Describe the problem/error/question
I am generating videos automatically at scale. I currently have 70 videos, each around 6-8MB. My workflow functioned perfectly when processing a single video. However, callin.io times out when I attempt to run the node for all 70 videos. I'm trying to understand the service's size and memory limitations and how to handle large file sizes. This process also worked when uploading 5 videos at a time, but I'm unsure about potential issues with large files and would appreciate any assistance or insights on how to prevent this timeout.
What is the error message (if any)?
Timeout
Please share your workflow
Share the output returned by the last node
Information on your callin.io setup
- callin.io version: 1.41
- Database (default: SQLite):
- callin.io EXECUTIONS_PROCESS setting (default: own, main):
- Running callin.io via (Docker, npm, callin.io cloud, desktop app): Docker
- Operating system:
I am auto-generating videos at scale. I have 70 videos right now that are about 6-8mb each, and I made my workflow work perfectly when I did this for one video. The problem is that callin.io times out when I try to run the node for 70 videos
Hi, I am very sorry you’re having trouble.
To avoid hitting any resource limits when processing a large number of files, I suggest you split your workflow into two separate workflows: One “parent” (fetching your Sheet with the individual URLs) and one “child” (doing the heavy lifting of first downloading a file, then uploading it to your Google Cloud Storage).
You can then use the Split In Batches node in your parent workflow and split your data into small batches of maybe 5 URLs at a time. Your parent would then call the child workflow through the Execute Workflow node.
The advantage of this approach is that all resources required by the child workflow execution would become available again after each child workflow execution finishes, provided you only return a very small (or possibly empty) result to the parent. So instead of having to keep 70 videos in memory at once, your callin.io instance only needs to keep 5 videos in memory at once.
Here’s how this could look like:
Parent workflow
Child workflow
On a slightly related note, you probably want to make sure to set the N8N_DEFAULT_BINARY_DATA_MODE=filesystem
environment variable to avoid using your memory for keeping large amounts binary data
Thank you so much!! I will try this out in my workflow. Appreciate the help for a n00b
Another question: I've been utilizing the batching functionality extensively, so thank you for showing me that!
I'm curious about best practices regarding the number of items to include in a batch. Currently, creating a batch of 1, running my script, writing to Google Sheets, and looping through this process has been effective, allowing me to see my output immediately. However, I'm unsure if there's an unknown factor making this approach highly inefficient. While I'm not charged per API call for any of my services, I'd appreciate insights into the advantages and disadvantages of using larger versus smaller batches, and any potential risks to be aware of.
Hi, the short answer is “it depends” (but you probably knew this already
). Here are my thoughts on this:
Creating a batch of 1, running my script, writing to Google Sheets and just looping that has been working well since I can see my output immediately, but I’m not sure if there’s something that I don’t know which makes this super inefficient.

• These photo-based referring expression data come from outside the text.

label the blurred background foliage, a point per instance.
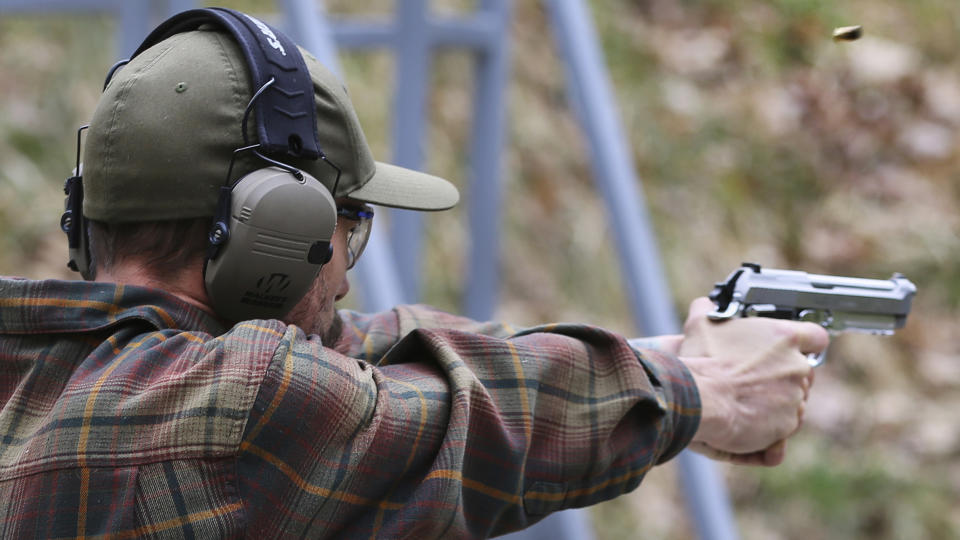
(757, 137)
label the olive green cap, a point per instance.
(163, 134)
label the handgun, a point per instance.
(839, 304)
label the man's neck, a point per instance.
(186, 285)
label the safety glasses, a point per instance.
(359, 233)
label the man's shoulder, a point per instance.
(122, 379)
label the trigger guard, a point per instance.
(732, 309)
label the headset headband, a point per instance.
(285, 114)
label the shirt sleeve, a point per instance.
(456, 433)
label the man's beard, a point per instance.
(330, 334)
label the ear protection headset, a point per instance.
(273, 228)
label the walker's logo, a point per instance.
(269, 291)
(271, 37)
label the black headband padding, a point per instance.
(286, 119)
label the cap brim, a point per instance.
(397, 187)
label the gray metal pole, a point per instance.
(486, 171)
(411, 78)
(639, 254)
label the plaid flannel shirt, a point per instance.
(129, 413)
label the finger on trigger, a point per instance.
(701, 306)
(811, 338)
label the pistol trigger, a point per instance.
(732, 309)
(816, 359)
(823, 318)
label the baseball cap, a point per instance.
(166, 127)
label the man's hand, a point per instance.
(754, 378)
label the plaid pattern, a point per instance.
(128, 413)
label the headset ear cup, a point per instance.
(73, 224)
(280, 234)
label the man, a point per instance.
(133, 406)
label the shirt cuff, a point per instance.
(678, 397)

So specifically with regards to Google this is slightly less efficient than processing multiple items at once, but not by much. Using batches means you’ll call some nodes more than once, and each additional node execution comes at a small cost depending on your specific setup (typically very small fractions of a second in terms of computing time).
However, the Google Sheets API isn’t very performant anyway, so the usual waiting time when calling this API will outweigh the aforementioned overhead by far.

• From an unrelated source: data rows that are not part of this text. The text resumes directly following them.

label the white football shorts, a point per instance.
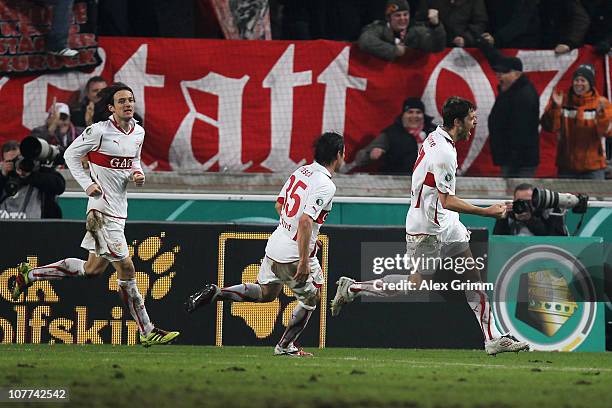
(105, 237)
(276, 272)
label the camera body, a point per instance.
(34, 152)
(521, 206)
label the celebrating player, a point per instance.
(302, 204)
(433, 229)
(113, 149)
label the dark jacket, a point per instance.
(513, 126)
(539, 225)
(399, 145)
(463, 18)
(378, 39)
(514, 24)
(50, 182)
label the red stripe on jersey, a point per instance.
(111, 162)
(322, 217)
(421, 155)
(121, 130)
(436, 213)
(430, 180)
(418, 204)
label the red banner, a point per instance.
(256, 106)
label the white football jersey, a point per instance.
(309, 190)
(434, 171)
(114, 156)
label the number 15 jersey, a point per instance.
(309, 190)
(434, 171)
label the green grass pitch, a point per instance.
(177, 376)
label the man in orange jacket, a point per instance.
(582, 118)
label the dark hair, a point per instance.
(9, 146)
(455, 108)
(107, 95)
(327, 147)
(92, 80)
(522, 187)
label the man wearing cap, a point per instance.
(582, 118)
(389, 39)
(397, 145)
(514, 118)
(59, 130)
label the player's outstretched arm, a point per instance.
(88, 141)
(454, 203)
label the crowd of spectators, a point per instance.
(543, 24)
(580, 116)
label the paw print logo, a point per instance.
(261, 317)
(152, 256)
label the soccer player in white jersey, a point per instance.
(113, 148)
(433, 229)
(302, 205)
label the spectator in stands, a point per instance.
(82, 114)
(57, 38)
(514, 118)
(58, 130)
(389, 39)
(600, 31)
(464, 21)
(513, 24)
(582, 118)
(397, 146)
(564, 24)
(27, 189)
(524, 220)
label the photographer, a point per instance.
(28, 190)
(524, 220)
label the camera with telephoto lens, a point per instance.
(13, 181)
(36, 150)
(543, 199)
(521, 206)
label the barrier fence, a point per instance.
(173, 260)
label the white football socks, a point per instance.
(479, 302)
(133, 300)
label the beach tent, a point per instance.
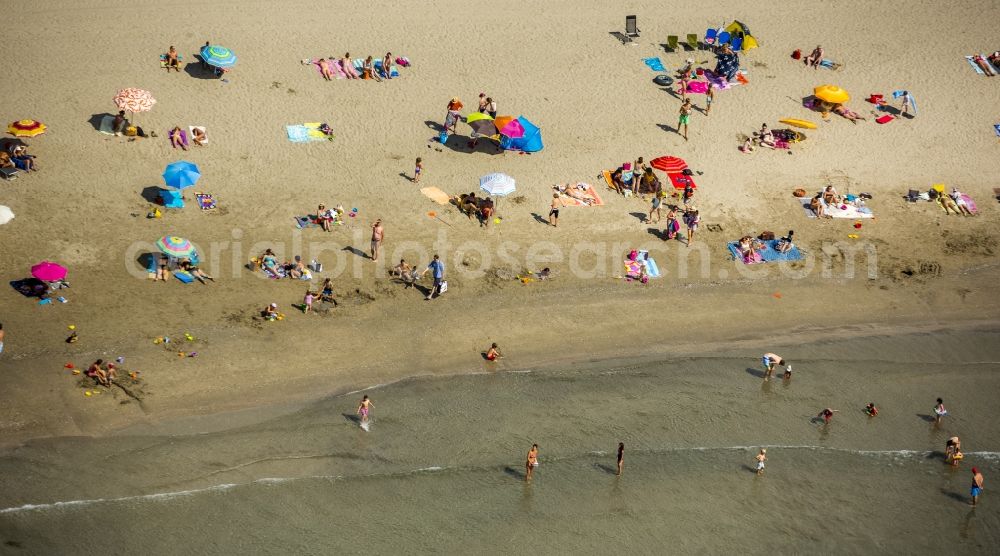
(530, 142)
(737, 29)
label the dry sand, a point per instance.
(556, 63)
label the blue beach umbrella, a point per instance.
(218, 56)
(181, 174)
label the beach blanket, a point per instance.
(205, 201)
(305, 133)
(768, 254)
(836, 211)
(654, 64)
(436, 195)
(107, 126)
(586, 196)
(200, 128)
(679, 181)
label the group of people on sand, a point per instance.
(268, 263)
(17, 157)
(346, 66)
(471, 205)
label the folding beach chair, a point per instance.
(631, 30)
(710, 36)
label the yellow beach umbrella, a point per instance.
(832, 94)
(26, 128)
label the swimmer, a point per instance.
(531, 463)
(364, 407)
(621, 457)
(770, 360)
(977, 485)
(827, 414)
(761, 457)
(939, 411)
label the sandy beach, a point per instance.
(924, 279)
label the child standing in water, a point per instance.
(363, 408)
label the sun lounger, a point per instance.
(631, 28)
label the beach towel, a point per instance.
(767, 254)
(200, 128)
(107, 126)
(654, 64)
(835, 211)
(436, 195)
(205, 201)
(308, 221)
(586, 196)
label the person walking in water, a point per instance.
(621, 457)
(364, 408)
(761, 457)
(939, 411)
(770, 360)
(531, 463)
(977, 485)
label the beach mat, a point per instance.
(589, 193)
(436, 195)
(768, 254)
(654, 64)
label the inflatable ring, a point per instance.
(663, 80)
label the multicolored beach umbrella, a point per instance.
(174, 246)
(134, 100)
(181, 174)
(48, 271)
(26, 128)
(218, 56)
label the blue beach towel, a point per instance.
(768, 254)
(654, 64)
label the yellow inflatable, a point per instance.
(804, 124)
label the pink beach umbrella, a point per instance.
(48, 271)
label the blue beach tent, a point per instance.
(531, 141)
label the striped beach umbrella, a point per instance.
(497, 185)
(218, 56)
(26, 128)
(174, 246)
(48, 271)
(134, 100)
(181, 174)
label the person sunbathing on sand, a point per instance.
(815, 58)
(324, 69)
(176, 139)
(198, 136)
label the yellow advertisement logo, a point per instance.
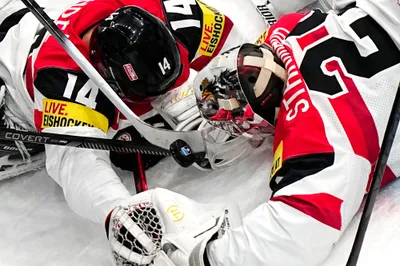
(66, 114)
(213, 27)
(176, 214)
(277, 162)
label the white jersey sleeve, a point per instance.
(90, 185)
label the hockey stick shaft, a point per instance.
(159, 137)
(380, 167)
(80, 142)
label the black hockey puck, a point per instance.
(182, 153)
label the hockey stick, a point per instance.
(178, 150)
(80, 142)
(159, 137)
(380, 167)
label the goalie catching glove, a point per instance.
(162, 228)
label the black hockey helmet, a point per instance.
(136, 53)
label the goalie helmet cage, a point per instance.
(387, 142)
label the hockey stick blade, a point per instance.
(158, 137)
(380, 167)
(80, 142)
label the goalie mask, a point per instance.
(239, 93)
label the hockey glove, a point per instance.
(152, 224)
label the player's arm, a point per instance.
(66, 102)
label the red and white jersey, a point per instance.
(343, 74)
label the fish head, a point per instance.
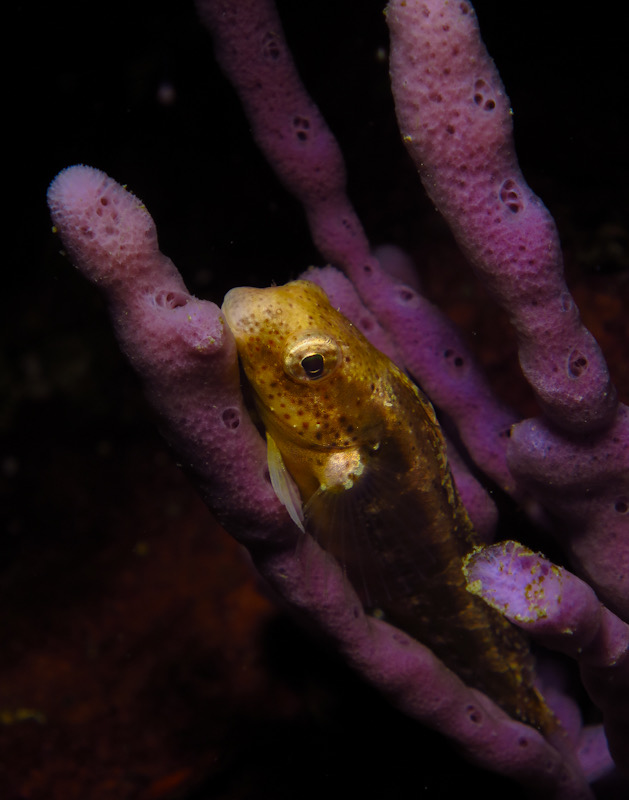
(313, 374)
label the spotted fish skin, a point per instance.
(364, 448)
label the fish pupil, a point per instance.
(313, 365)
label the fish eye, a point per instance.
(311, 357)
(313, 365)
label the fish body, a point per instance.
(365, 451)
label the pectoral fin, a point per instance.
(282, 483)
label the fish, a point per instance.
(357, 456)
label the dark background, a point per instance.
(138, 658)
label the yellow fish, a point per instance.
(364, 449)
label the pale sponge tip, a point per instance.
(106, 230)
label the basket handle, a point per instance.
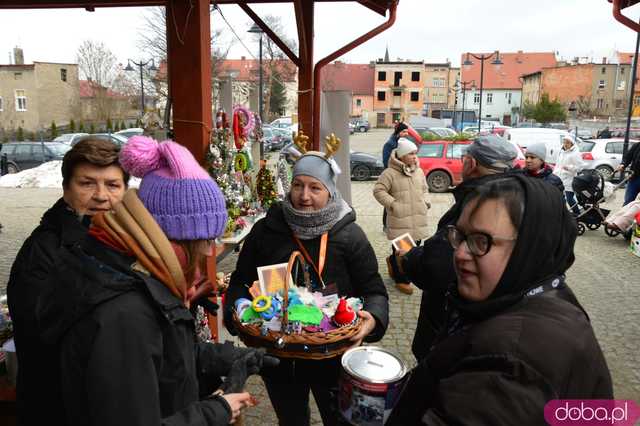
(292, 259)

I’m not paying per API call on any of my services, but just wanted to know what the pros/cons are of larger or smaller batches, and if there are any dangers to be aware of, if you could speak to that.
pro:
- less data processed with each individual sub-workflow execution which increases overall stability
- better visibility (you can see partial progress when manually executing your workflow)
cons
- slightly slower (this might matter when you work with very fast databases on your local network, but probably not when using external services such as Google Sheets or Airtable for example)

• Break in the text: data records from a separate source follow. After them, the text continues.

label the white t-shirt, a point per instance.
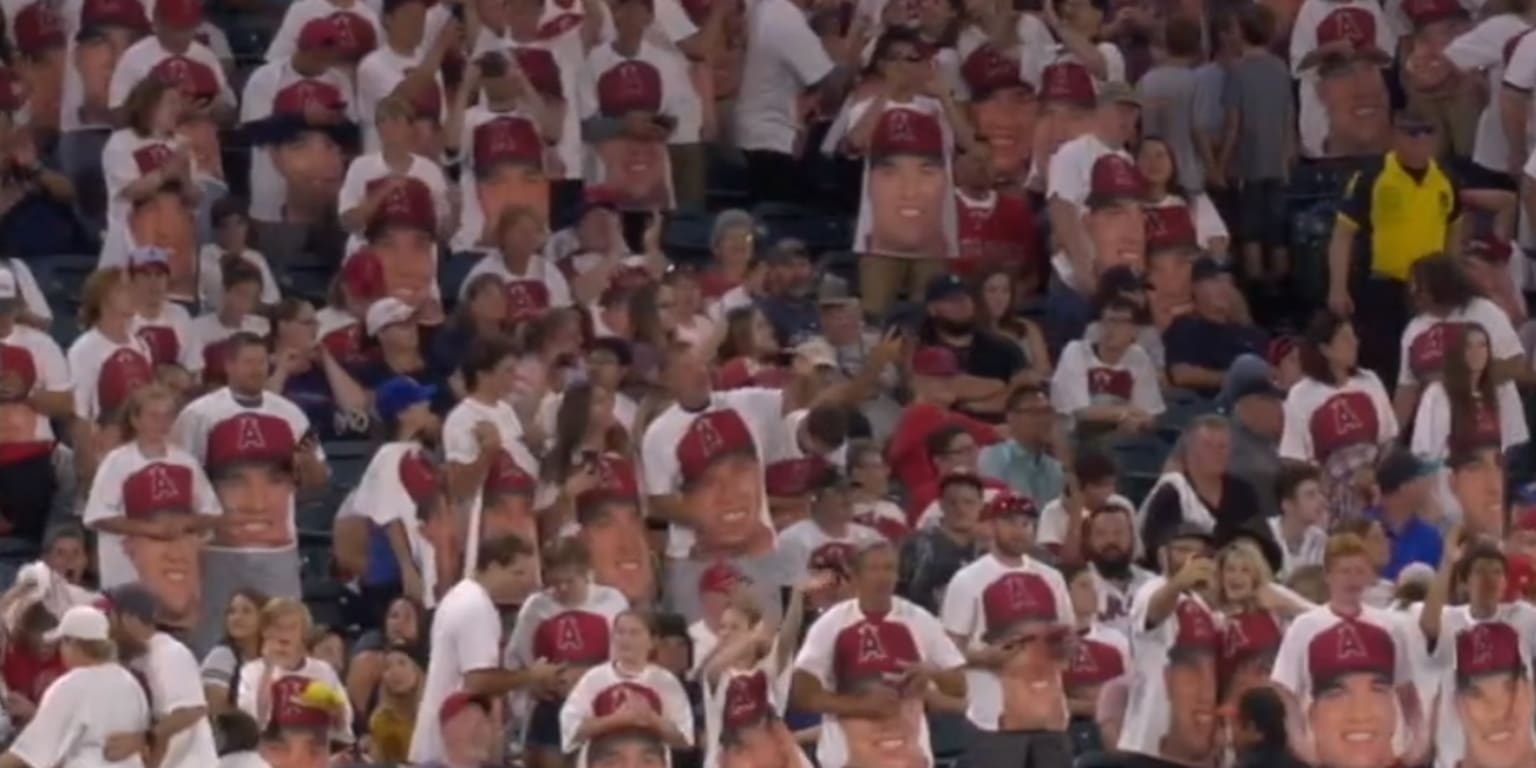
(105, 372)
(77, 715)
(105, 503)
(1314, 120)
(142, 57)
(983, 602)
(174, 681)
(1483, 48)
(466, 636)
(761, 409)
(1191, 633)
(1506, 636)
(1375, 638)
(460, 446)
(845, 636)
(1321, 418)
(1083, 380)
(782, 60)
(268, 188)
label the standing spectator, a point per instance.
(931, 556)
(182, 730)
(1168, 102)
(1338, 417)
(91, 707)
(782, 62)
(1390, 240)
(996, 609)
(867, 652)
(1023, 461)
(1258, 145)
(466, 633)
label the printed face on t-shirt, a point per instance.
(724, 507)
(257, 498)
(1191, 679)
(1495, 713)
(1006, 120)
(621, 555)
(1352, 721)
(907, 201)
(636, 169)
(172, 572)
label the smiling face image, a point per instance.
(172, 572)
(258, 501)
(907, 200)
(1495, 711)
(1352, 719)
(621, 558)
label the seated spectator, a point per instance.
(238, 644)
(307, 372)
(232, 237)
(1109, 386)
(237, 312)
(946, 546)
(1023, 461)
(1203, 343)
(989, 364)
(870, 490)
(1168, 188)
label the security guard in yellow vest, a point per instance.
(1396, 209)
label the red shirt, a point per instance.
(999, 231)
(908, 452)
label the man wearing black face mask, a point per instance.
(1109, 547)
(989, 363)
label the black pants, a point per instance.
(774, 177)
(26, 496)
(1381, 314)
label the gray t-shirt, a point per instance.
(1258, 88)
(1168, 111)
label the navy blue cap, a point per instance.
(400, 393)
(945, 286)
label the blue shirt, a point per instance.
(1418, 541)
(1026, 470)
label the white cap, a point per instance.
(82, 622)
(8, 288)
(386, 312)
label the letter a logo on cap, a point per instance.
(1350, 645)
(251, 435)
(870, 645)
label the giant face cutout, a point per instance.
(725, 504)
(171, 569)
(506, 186)
(621, 556)
(1353, 719)
(1358, 109)
(1495, 711)
(638, 171)
(314, 168)
(908, 197)
(1006, 119)
(258, 503)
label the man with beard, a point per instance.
(989, 364)
(1347, 675)
(1171, 710)
(1011, 616)
(1483, 653)
(182, 736)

- more API calls are being used (again, whether this matters will depend on the exact services you use)
Most often you probably want to pick a batch size larger than 1 but smaller than the total amount of items to get the best of both worlds.
Hope this makes sense!
Yes, thank you so much!! I believe you're correct that with GSheets, the benefits of reliability (and simpler debugging when an issue arises, at least you'll know which row caused it) might outweigh the potential for it to be slower, as that's less critical for me in this specific scenario. Thanks for helping me consider this!
This discussion was automatically closed 90 days following the last response. New responses are no longer permitted.